Mid Cheshire is fortunate in having a great expanse of thick underground sandstone, which supplies 6 mgd of excellent quality water— almost as much as is taken from the River Dee. The Delamere boreholes, 36 inches in diameter, penetrate 800 feet into the sandstone, although the water-level is only 100 feet below ground level; they thus expose a large vertical area of water-bearing rock. The cost of pumping 1000 gallons 100 feet to ground level and then a further 150 feet to the service reservoirs is only threepence halfpenny, compared with about Is. 6d. for river water treatment. The natural quality of the water is so high that only marginal chlorination is needed before pumping into supply.

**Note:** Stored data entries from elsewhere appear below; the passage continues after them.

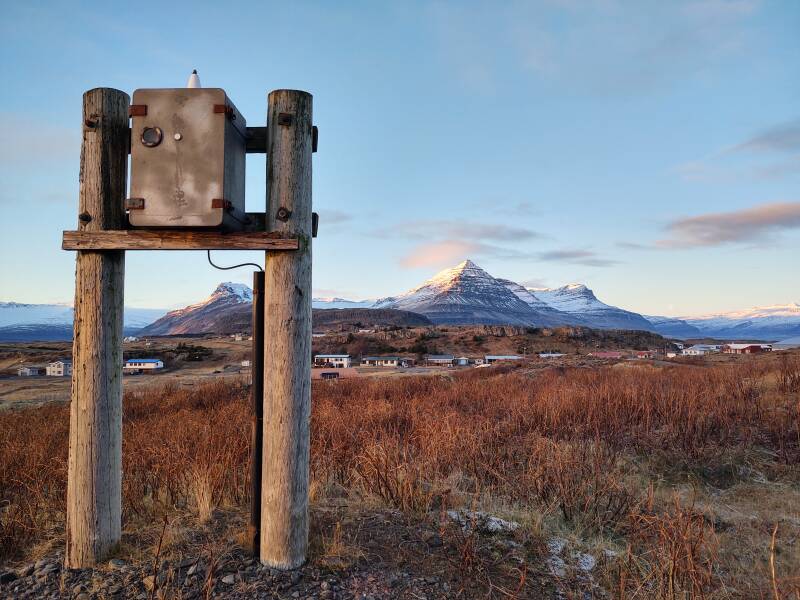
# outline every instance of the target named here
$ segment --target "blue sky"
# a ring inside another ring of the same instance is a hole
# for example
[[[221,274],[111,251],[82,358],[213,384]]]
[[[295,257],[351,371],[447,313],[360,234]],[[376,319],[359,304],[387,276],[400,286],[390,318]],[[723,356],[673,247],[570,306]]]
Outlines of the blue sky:
[[[0,32],[0,300],[72,297],[82,93],[197,68],[249,125],[269,90],[314,94],[317,295],[472,258],[647,314],[800,301],[794,0],[7,2]],[[126,270],[142,307],[251,280],[199,252]]]

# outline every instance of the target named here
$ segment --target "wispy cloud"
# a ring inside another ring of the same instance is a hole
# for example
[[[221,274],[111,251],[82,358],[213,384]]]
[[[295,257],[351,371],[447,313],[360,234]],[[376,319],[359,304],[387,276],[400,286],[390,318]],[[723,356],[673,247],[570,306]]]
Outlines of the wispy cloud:
[[[487,248],[477,242],[443,240],[420,244],[400,259],[400,265],[407,269],[420,267],[442,267],[470,256],[484,254]]]
[[[319,211],[320,224],[342,225],[353,220],[353,215],[342,210],[321,210]]]
[[[475,241],[523,241],[540,237],[539,233],[527,227],[444,219],[408,221],[378,232],[381,237],[387,234],[408,239],[469,238]]]
[[[800,202],[774,202],[744,210],[676,219],[659,248],[697,248],[762,241],[767,235],[800,228]]]
[[[406,268],[446,266],[466,258],[530,258],[530,252],[509,247],[509,244],[541,237],[527,227],[444,219],[398,223],[376,235],[422,242],[400,259],[400,265]]]
[[[800,152],[800,119],[773,125],[736,144],[730,152]]]
[[[540,252],[538,258],[544,261],[568,262],[587,267],[610,267],[619,264],[617,260],[602,258],[596,252],[583,249],[561,249]]]
[[[446,239],[426,242],[415,246],[400,259],[400,266],[407,269],[419,267],[446,267],[466,259],[495,258],[502,260],[524,260],[535,254],[513,248],[504,248],[480,241]]]
[[[775,155],[783,157],[775,162]],[[761,164],[742,166],[743,160],[754,159]],[[800,173],[800,119],[766,127],[741,142],[679,165],[675,170],[690,181],[732,181],[742,177],[779,179]]]

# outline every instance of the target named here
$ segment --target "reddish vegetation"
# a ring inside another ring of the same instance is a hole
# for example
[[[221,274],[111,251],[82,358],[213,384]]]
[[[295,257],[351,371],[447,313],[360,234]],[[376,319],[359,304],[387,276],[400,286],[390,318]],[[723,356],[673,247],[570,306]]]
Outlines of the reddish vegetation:
[[[623,540],[628,557],[609,572],[619,596],[645,580],[664,597],[705,594],[738,578],[717,564],[713,523],[642,479],[731,485],[731,465],[766,453],[759,468],[796,485],[798,373],[764,359],[315,382],[312,477],[320,496],[336,486],[414,513],[487,498],[552,511]],[[205,519],[248,501],[246,396],[229,383],[126,395],[126,519],[182,508]],[[0,415],[2,558],[63,534],[67,427],[65,406]]]

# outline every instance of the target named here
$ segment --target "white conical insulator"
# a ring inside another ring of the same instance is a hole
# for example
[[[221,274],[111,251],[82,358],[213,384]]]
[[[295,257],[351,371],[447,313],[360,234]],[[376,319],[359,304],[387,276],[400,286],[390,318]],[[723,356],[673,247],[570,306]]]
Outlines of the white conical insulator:
[[[197,76],[197,69],[192,71],[192,74],[189,75],[189,81],[186,82],[187,88],[199,88],[203,87],[200,85],[200,78]]]

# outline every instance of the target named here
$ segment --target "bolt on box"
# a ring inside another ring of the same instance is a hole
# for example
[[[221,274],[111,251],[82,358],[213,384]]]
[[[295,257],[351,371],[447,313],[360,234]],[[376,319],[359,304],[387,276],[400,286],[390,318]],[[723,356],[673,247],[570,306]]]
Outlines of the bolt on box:
[[[225,91],[136,90],[130,113],[130,224],[242,229],[247,127]]]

We end this article by describing the supply of two cities in Germany, both of which use very interesting techniques. Much of Germany overlies a generous supply of cool, clear ground water, supplying as much as 75 per cent of the nation’s needs; most of it comes from shallow wells and boreholes. The ground water is usually not too hard, but it often contains objectionable amounts of carbon dioxide, iron, and manganese, in which case the water is filtered ; chemical treatment is rarely used. Carbon dioxide is removed with lime, the iron by aeration followed by sand filtration, and the manganese by filtration through zeolites on which the manganese is deposited.
The water supply of Essen is typical of several towns in the Ruhr and Rhine valleys, where very polluted river water is filtered through the alluvial sides of the river. Raw river water is diverted over a weir into a large sedimentation basin, and after some 12 hours’ retention, passes on to about 52 acres of filter beds. These are excavated out of the banks of the river by removing the natural silt until the gravel is exposed, which is then covered with sand. After a time, the top layer of sand becomes clogged and is then skimmed and replaced. Water percolates through the beds until it reaches perforated collector pipes 30 feet down and gravitates to wells on the other side of the river. No artificial filtration is necessary, and after adding chlorine, water passes into supply. This process, which makes full use of nature, amounts in fact to a conversion of polluted river water into clean ground water. An average consumption of 33 mgd is met by this system at the high cost of 4s. 6d. per 1000 gallons.
Munich is a large city with a population of over one million, which obtains all its water from underground. There are 7000 private wells in and around the city, mainly for industrial use. Tap water comes from more distant wells and from a very interesting system of infiltration galleries built in 1883. These are horizontal tunnels, or adits, about three to five feet in diameter, built in pervious rock and slotted to allow ground water to seep into them. They are situated 300 feet above the city, in the Mangfall valley of the Bavarian Alps, about 25 miles from Munich. Water flows from many of these galleries by gravity along aqueducts to two large, covered reservoirs near the city ; the rest is pumped from wells in the valley into the aqueducts. One reservoir supplies the higher zones of the city, the other the low zones, and their relative height is such that water flows by gravity to each zone at the right pressure. The high-quality water obtained needs only chlorination. The cost per 1000 gallons is £12—which is again a rather high figure if we consider that the generous natural supply does not need extensive treatm pent and also requires very little pumping.